Forgiveness, I was torn within, I didn’t know if I should forgive Ladidi or not, what she did was unimaginable, what I also did was unfair, how can a human being do that to another let alone a wife to her husband, its no consolation that she suffered through it all, it was no consolation that she spent 5 months in jail, that she was away from the kids, I was still bitter.
‘One of you must be a bigger person.’ Nafisa’s voice brought me out of my thoughts.
‘Why does it have to be me, she destroyed my life of all things a sex video, Nafisa a sex video haba!.’
‘You’re not entirely blame free, she went overboard but if her family or yours know of this, you know it will be worse than what happened to you.’
‘I don’t know Nafisa, don’t know if I can love her like I used to.’
‘You still feel something for her, think of your kids, your reputation.’
‘Did she think of all that?’
‘Asad please let it go for Allah’s sake, to err is human to forgive is divine.’
What Nafisa said touched me but I also remembered all the good days Ladidi and I shared, our bond not that strong but was still there, our kids, most importantly I knew I still loved her beyond reasoning, how I still felt love for her after what she did baffled me.
What she did was not justifiably but I knew the desperation and helplessness that drove me to hit her several times to land her in the hospital most of those times and into her friend’s arms must have driven her to do what she did, I knew, Nafisa too knew and am sure even Ladidi herself knew that I would forgive her. When we got back to the ward Ladidi was missing.
I just hope she hasn’t done anything drastic, I prayed for her safety I just wanted her back and put all that happened behind like a bad dream.
The nurses saw a fair woman clad in a black veil leaving the hospital it was Ladidi because Nafisa’s veil was missing.
Looking frantically in every nook and corner of Porthacourt streets for Ladidi, we asked people and got her trail, narrowly she had missed being hit by a trailer, I had caught her just in time and we both fell on the side walk out of harm’s way, she looked scared and flustered yet so so beautiful.
The air in Nnamdi Azikiwe airport was most welcoming, it felt so good to be home, away from scheming, conniving, planning, hospitals, jail.

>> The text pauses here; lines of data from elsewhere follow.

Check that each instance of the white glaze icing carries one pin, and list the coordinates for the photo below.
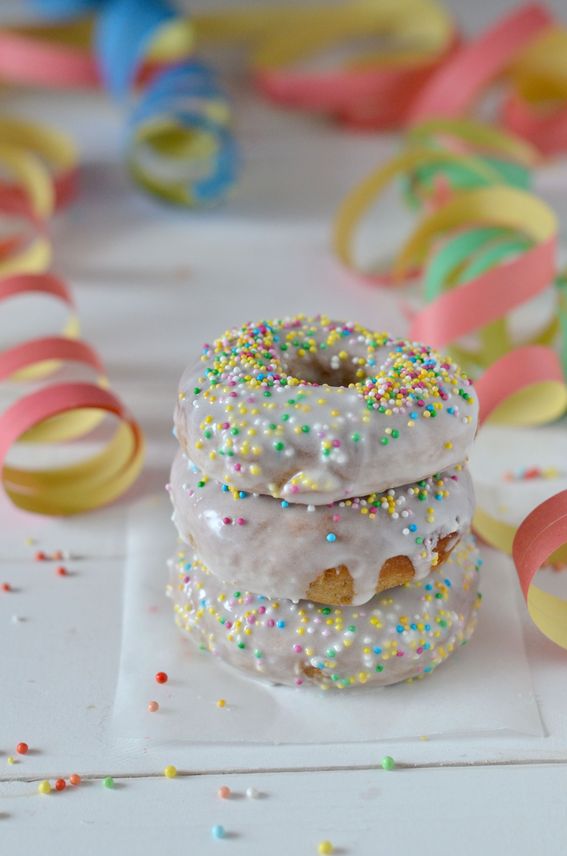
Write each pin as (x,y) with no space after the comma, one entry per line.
(266,545)
(314,411)
(401,634)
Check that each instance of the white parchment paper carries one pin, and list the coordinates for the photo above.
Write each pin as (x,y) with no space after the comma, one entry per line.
(485,688)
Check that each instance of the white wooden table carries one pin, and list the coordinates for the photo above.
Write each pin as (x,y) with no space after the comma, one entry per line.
(152,284)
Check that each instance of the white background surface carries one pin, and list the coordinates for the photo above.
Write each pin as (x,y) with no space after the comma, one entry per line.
(152,284)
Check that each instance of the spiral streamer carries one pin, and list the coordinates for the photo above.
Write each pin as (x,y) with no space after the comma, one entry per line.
(179,141)
(483,246)
(42,167)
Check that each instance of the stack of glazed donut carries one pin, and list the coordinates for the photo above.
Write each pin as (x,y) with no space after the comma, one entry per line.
(321,492)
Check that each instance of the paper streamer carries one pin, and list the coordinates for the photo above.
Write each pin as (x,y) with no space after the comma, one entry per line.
(179,143)
(42,165)
(483,247)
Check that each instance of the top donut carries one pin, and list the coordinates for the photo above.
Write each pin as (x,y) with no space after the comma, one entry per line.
(311,410)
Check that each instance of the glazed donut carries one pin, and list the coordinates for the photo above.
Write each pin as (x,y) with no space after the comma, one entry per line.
(313,410)
(401,634)
(341,553)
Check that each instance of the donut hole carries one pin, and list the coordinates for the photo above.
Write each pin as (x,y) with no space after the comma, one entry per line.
(329,369)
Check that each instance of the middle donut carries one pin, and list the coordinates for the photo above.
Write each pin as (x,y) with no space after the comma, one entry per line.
(341,553)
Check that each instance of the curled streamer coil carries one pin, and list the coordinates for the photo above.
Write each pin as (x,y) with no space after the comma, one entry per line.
(43,173)
(483,246)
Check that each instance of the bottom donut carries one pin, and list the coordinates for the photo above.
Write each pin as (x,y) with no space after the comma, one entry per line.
(401,634)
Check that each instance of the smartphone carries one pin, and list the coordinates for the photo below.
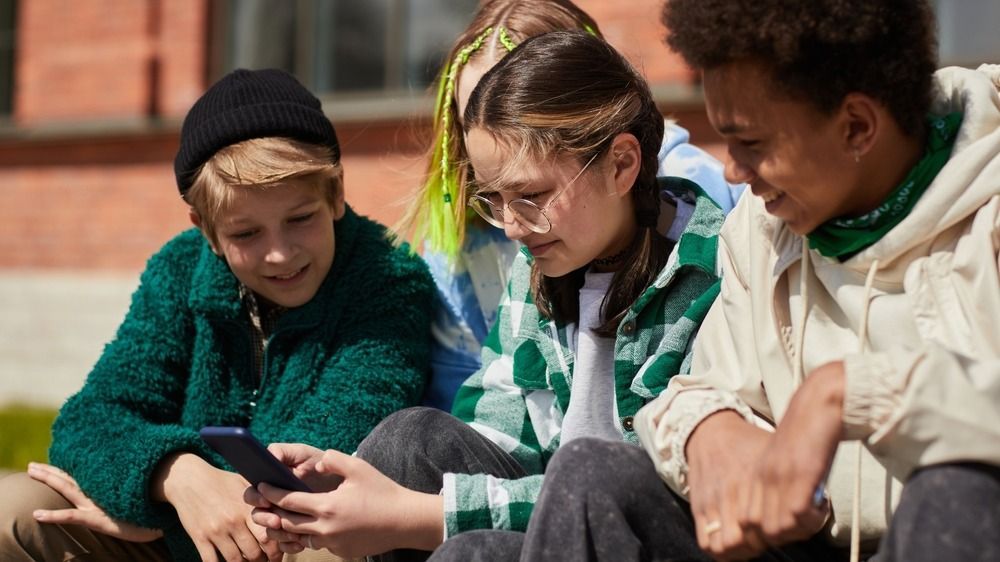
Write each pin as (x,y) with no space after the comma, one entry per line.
(250,458)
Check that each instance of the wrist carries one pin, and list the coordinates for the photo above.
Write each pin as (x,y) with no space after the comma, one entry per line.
(724,423)
(172,474)
(426,521)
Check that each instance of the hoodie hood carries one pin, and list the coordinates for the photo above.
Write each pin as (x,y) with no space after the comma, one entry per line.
(969,179)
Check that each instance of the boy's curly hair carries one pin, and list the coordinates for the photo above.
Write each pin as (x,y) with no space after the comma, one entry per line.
(819,50)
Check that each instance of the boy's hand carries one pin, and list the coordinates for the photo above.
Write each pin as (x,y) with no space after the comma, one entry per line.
(366,514)
(210,507)
(720,452)
(85,512)
(302,459)
(796,461)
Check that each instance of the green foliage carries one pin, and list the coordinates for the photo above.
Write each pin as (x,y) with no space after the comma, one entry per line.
(25,435)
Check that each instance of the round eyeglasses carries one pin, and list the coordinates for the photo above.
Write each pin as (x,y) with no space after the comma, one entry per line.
(528,213)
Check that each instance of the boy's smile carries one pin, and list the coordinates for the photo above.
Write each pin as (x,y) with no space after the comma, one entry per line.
(279,241)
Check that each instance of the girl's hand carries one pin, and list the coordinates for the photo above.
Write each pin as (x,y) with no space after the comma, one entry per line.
(796,461)
(210,507)
(85,511)
(720,452)
(366,514)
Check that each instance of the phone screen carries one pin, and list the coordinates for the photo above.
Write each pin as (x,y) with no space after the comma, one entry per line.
(250,458)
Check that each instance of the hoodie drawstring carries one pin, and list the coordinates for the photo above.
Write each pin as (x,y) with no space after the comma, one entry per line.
(799,370)
(862,347)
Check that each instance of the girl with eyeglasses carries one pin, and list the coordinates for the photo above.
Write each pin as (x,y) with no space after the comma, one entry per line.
(469,259)
(599,314)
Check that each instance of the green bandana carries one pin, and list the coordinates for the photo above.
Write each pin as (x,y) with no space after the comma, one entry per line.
(845,237)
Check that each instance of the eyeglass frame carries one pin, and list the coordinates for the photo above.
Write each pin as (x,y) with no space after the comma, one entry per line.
(492,220)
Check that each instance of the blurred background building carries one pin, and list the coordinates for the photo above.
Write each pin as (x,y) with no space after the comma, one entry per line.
(92,94)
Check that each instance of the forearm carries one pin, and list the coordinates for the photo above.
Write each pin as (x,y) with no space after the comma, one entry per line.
(174,474)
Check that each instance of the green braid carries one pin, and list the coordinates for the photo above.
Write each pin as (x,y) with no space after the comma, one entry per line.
(444,226)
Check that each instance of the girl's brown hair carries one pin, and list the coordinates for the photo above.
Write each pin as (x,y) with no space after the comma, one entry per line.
(437,213)
(572,93)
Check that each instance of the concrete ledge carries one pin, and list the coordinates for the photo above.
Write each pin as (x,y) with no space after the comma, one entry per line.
(53,328)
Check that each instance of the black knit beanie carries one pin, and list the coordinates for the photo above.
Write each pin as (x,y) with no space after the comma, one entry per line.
(249,104)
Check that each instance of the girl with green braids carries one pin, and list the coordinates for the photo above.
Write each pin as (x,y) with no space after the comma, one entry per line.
(468,258)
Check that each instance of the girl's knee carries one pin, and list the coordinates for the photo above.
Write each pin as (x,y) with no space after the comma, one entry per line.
(598,462)
(404,431)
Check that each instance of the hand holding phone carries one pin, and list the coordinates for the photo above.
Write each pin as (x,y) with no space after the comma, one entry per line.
(250,458)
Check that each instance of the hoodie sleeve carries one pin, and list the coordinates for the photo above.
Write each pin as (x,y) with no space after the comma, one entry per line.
(937,402)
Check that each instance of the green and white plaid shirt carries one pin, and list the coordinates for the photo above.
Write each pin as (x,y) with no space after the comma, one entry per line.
(519,396)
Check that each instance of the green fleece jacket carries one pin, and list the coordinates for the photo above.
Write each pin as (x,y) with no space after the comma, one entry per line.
(182,359)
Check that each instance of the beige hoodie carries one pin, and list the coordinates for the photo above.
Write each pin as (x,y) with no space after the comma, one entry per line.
(921,342)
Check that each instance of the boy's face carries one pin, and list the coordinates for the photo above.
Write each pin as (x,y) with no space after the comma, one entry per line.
(279,241)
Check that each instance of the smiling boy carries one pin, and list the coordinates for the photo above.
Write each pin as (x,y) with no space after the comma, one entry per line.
(284,312)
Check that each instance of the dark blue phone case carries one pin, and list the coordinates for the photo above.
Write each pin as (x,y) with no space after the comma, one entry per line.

I found new peace in forgiveness and acceptance.
I felt absolved of all my sins, after Asad forgave me, when I left the hospital and ran into a trailer and Asad pushed me just in time, I knew he was back, I made a decision to look after my husband, my kids, my family.

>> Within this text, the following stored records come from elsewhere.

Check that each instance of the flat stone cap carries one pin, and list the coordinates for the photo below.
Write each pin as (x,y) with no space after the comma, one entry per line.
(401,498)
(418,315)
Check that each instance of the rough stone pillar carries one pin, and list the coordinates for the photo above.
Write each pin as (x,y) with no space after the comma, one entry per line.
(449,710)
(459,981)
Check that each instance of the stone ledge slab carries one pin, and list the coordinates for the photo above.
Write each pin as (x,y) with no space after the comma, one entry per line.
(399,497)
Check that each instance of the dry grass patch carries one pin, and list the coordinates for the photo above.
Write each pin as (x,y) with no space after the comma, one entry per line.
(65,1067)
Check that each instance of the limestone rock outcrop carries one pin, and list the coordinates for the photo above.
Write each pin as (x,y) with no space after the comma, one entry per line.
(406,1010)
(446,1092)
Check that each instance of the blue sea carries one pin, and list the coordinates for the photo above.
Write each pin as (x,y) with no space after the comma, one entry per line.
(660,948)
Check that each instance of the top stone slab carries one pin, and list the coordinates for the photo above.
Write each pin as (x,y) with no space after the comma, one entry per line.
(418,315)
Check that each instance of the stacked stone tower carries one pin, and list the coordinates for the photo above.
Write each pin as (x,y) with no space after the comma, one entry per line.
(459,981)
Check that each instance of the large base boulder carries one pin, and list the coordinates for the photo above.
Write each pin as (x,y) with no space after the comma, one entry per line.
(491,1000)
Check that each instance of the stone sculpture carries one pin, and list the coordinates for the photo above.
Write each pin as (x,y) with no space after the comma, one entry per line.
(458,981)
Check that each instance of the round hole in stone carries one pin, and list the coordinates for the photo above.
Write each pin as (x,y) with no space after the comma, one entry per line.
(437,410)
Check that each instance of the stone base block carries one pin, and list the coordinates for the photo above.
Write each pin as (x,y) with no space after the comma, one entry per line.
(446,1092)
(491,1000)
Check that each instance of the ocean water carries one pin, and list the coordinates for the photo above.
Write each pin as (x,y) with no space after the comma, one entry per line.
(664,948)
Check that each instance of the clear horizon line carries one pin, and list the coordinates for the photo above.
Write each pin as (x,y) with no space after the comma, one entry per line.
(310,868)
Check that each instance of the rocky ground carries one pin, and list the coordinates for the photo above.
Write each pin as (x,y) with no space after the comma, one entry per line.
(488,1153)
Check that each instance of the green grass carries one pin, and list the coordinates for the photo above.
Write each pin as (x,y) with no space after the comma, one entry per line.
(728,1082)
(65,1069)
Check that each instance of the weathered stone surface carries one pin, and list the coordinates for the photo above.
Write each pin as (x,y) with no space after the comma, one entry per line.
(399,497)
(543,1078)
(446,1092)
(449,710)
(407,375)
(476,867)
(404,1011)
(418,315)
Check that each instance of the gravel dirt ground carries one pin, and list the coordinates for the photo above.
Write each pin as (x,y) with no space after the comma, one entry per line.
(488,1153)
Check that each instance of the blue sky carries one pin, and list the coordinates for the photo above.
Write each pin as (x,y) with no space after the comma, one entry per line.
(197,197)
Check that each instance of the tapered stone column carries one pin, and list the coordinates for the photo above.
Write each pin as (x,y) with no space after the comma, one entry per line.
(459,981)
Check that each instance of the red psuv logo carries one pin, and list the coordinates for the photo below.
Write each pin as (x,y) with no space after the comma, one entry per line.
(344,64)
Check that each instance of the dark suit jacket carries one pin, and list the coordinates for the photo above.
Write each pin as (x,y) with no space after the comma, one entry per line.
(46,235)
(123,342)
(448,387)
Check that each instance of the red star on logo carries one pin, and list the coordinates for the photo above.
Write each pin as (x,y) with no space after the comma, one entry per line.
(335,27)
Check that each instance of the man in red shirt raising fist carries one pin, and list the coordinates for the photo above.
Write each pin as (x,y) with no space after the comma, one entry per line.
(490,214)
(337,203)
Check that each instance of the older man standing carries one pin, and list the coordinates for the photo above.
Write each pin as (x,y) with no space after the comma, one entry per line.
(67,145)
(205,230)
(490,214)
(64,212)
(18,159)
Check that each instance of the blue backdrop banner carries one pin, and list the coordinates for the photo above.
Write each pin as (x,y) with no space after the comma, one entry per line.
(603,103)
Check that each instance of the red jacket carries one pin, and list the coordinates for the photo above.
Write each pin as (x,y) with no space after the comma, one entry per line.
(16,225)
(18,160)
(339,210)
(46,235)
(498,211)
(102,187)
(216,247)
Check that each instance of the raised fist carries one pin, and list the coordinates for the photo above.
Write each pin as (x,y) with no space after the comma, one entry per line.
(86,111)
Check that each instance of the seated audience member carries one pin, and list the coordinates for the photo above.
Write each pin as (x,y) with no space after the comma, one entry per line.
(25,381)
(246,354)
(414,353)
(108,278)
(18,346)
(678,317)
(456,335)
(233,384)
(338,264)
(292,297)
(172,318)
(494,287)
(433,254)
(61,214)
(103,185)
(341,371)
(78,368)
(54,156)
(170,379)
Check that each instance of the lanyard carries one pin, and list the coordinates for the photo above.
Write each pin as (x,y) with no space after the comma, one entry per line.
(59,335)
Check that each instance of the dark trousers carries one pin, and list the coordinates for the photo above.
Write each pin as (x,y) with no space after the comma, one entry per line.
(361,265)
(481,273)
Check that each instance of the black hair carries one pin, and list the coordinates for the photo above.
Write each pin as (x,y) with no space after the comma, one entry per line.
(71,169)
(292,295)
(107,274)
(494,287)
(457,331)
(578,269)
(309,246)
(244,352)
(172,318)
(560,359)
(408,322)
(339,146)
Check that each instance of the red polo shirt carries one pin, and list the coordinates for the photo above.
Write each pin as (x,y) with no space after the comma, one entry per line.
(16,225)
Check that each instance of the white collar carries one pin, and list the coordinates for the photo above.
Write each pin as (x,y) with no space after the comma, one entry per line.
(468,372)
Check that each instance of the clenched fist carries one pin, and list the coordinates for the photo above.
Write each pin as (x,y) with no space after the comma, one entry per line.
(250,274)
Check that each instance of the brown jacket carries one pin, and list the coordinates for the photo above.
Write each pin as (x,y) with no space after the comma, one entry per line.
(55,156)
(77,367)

The blue walls were not welcoming, I proceeded to the bed, the frail looking creature was looking away she seemed oblivious to the fact that we were in the room, Asad nudged me I swallowed and called her name.

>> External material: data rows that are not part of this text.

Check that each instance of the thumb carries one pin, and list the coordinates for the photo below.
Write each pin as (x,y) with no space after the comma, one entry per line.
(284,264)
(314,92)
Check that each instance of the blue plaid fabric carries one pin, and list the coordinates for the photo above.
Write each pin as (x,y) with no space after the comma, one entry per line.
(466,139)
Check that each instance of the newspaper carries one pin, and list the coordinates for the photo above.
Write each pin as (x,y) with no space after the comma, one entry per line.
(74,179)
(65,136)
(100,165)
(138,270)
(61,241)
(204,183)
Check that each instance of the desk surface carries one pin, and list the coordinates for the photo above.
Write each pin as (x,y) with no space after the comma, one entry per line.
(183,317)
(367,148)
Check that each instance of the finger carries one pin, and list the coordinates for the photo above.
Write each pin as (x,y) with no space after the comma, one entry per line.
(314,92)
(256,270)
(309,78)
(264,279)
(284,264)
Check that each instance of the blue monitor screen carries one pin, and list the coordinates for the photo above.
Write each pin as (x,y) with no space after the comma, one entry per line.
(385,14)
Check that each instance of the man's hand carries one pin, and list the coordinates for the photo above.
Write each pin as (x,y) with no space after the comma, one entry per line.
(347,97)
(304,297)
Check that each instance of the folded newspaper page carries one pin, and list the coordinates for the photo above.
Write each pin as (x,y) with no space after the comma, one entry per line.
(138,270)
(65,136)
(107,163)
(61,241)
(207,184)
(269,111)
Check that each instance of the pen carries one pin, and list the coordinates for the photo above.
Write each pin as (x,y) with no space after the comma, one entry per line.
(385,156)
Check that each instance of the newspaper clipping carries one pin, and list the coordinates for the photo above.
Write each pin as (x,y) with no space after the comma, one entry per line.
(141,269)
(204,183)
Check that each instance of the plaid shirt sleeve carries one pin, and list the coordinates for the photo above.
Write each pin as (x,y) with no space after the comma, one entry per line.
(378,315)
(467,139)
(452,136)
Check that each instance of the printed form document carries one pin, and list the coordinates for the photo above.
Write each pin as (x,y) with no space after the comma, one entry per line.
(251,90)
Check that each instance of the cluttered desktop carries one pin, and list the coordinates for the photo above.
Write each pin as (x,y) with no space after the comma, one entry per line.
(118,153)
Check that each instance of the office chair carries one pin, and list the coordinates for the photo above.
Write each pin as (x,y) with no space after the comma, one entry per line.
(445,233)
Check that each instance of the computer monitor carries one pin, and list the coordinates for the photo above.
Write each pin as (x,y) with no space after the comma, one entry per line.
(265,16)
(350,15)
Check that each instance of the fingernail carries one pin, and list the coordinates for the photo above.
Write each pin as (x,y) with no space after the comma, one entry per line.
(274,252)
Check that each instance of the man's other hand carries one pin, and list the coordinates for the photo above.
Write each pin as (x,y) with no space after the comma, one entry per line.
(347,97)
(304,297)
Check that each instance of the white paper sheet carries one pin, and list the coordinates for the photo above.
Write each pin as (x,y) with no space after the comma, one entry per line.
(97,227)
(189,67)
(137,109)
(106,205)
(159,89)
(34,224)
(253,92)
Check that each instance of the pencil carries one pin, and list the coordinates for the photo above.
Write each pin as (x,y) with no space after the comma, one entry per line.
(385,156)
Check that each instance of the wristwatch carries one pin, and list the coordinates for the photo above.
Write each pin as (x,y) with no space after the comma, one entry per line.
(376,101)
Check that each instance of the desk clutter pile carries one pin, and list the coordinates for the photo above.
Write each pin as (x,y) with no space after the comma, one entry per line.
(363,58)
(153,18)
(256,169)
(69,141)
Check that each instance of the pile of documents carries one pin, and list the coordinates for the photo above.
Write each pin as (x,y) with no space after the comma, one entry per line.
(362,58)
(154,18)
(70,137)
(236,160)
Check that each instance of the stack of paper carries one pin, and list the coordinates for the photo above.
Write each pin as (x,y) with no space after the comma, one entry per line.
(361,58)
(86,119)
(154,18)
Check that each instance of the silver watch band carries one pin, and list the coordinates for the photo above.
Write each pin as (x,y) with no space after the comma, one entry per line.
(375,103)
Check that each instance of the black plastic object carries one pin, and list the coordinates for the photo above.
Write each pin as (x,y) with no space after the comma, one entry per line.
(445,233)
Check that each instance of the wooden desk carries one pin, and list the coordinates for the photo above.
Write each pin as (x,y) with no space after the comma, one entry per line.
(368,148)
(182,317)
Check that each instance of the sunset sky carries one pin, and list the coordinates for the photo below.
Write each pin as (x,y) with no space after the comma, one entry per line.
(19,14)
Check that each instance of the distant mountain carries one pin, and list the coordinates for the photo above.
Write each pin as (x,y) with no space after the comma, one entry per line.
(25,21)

She looked at me, her eyes hollow, life had obviously been hard, I felt a rush of guilt and relief that she was not dead, she was still breathing.
‘I’m sorry for what happened, I wish I could change it.’ Silence, Asad left the room.
‘I slept with your husband…. Several times.’ She said.
‘I know, and am responsible for your predicament.’ I said back, her eyes told a story, I can’t interpret but I understood.
‘Will you forgive me?’ I asked and I meant every word I said, I wanted to be fully absolved of all my sins.
‘I think we’re even.’ She said smiling weakly.
The world is a strange place, months ago all I wanted was revenge and my heart burned with the flames of vengeance, I thought I would get fulfillment in my quest to destroy Asad but I found peace only in forgiveness.
You gain nothing from revenge only hurt, am sure my attitude must have driven Asad to do the things he did, Asad was learning to be a new person so was I, we would learn to live differently away from scorn and deciet, away from our old selves.
I hope and pray to God that this new path proves to be fruitful to us.
I sincerely thank all my readers who took their time to read and comment on this series all the way. Thanks so so much, we shall meet again one way or the other.